This is a Curated Conversation with Entwined artist, Susan Plum, and Ogden Museum Curator of the Collection, Bradley Sumrall. You can see Susan Plum’s work on view in the exhibition, Entwined: Ritual Wrapping and Binding in Contemporary Southern Art.
Susan Plum is a multidisciplinary artist currently living and working in Houston, Texas – the city of her birth. Born in 1944, Plum was raised in Mexico City. Painting was the primary medium of her early practice, and she was heavily influenced by Magical Realism and Surrealism in Mexican Art. Plum attended the University of Arizona, Tucson (1963); the University of the Americas, Mexico City (1965); and the Pilchuck Glass School, Stanwood, Washington (1986-87, 1994). She has taught at the Pilchuck Glass School and the Penland School of Crafts, North Carolina. She has studied with shamans in Mexico, and a Pundit in South India, deepening her personal expression and understanding of ritual. She creates bodies of work that reflect her environment which include: cosmology, quantum physics, indigenous beliefs of co-existing with nature, and humanitarian concerns. She believes that art can be a vehicle for healing, transformation and social activism.

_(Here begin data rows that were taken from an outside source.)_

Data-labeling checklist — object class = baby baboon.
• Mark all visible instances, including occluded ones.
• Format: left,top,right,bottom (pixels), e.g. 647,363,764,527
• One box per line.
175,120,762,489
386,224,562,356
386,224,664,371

Luz y Solidaridad is a sculptural installation that addresses the disappearance and murder of young women near the US border around Juarez – a femicide that some estimate to be in the thousands since 1993. Fueled by the perceived lack of inaction by authorities and inspired by a community of mothers who have lost their daughters, Plum created Luz y Solidaridad (Light and Solidarity) – a sculptural installation that is often connected to a ritual cleansing performance.
This iteration of Luz y Solidaridad consists of three symbolic elements: the escoba (broom), the nudo (knot), and the metate (grinding stone). The broom is traditionally a feminine symbol, one that is tied both symbolically and literally to the act of cleansing. Throughout the world, there are rituals that revolve around the broom. “In Burma, women come to the temples dressed in beautiful traditional saris, carrying small traditional brooms in order to sweep the day’s “energy” away at sunset. In the morning temples are opened up to the public, fresh and “cleansed” of the previous day’s energy,” explains Plum. “In Mexico, there is a daily ritual of sweeping outside one’s home in order to cleanse and begin the day. In this piece, the hanging brooms are tied in a knot to symbolize both the cutting off or blocking of the feminine as well as to remind us of the cosmic knot or Buddhist knot.” Plum uses the binding of the broom fibers and the knot to illustrate both blockage and connectivity.
With the metates, she also symbolically uses the object to illustrate both the erasure of the past with connectivity to the present. “These metates speak to the lineage of the Virgin of Guadalupe,” she explains. “Because before Guadalupe, there was the Toltec, Tonāntzin; the Aztec, Coatlicue; and the Mayan, IxChel. She had a long and geographically extensive lineage as the goddess before they made her the Virgin of Guadalupe. The metate which also dates back to the Pre-Columbian era, was used for grinding corn, peppers, etc. I placed this beautiful image of the Virgin of Guadalupe, (cast in glass) into the center of the metates to honor the ancient origins of the Goddess. I drew on the ancient and spiritual roots of Mexico in creating all the work for the installation.”
Although this work is firmly tied to the humanitarian crisis in Ciudad de Juarez, Plum’s work on this subject made her aware of a global crisis of violence against women. This work now stands to bring healing and awareness to this critical issue facing women worldwide.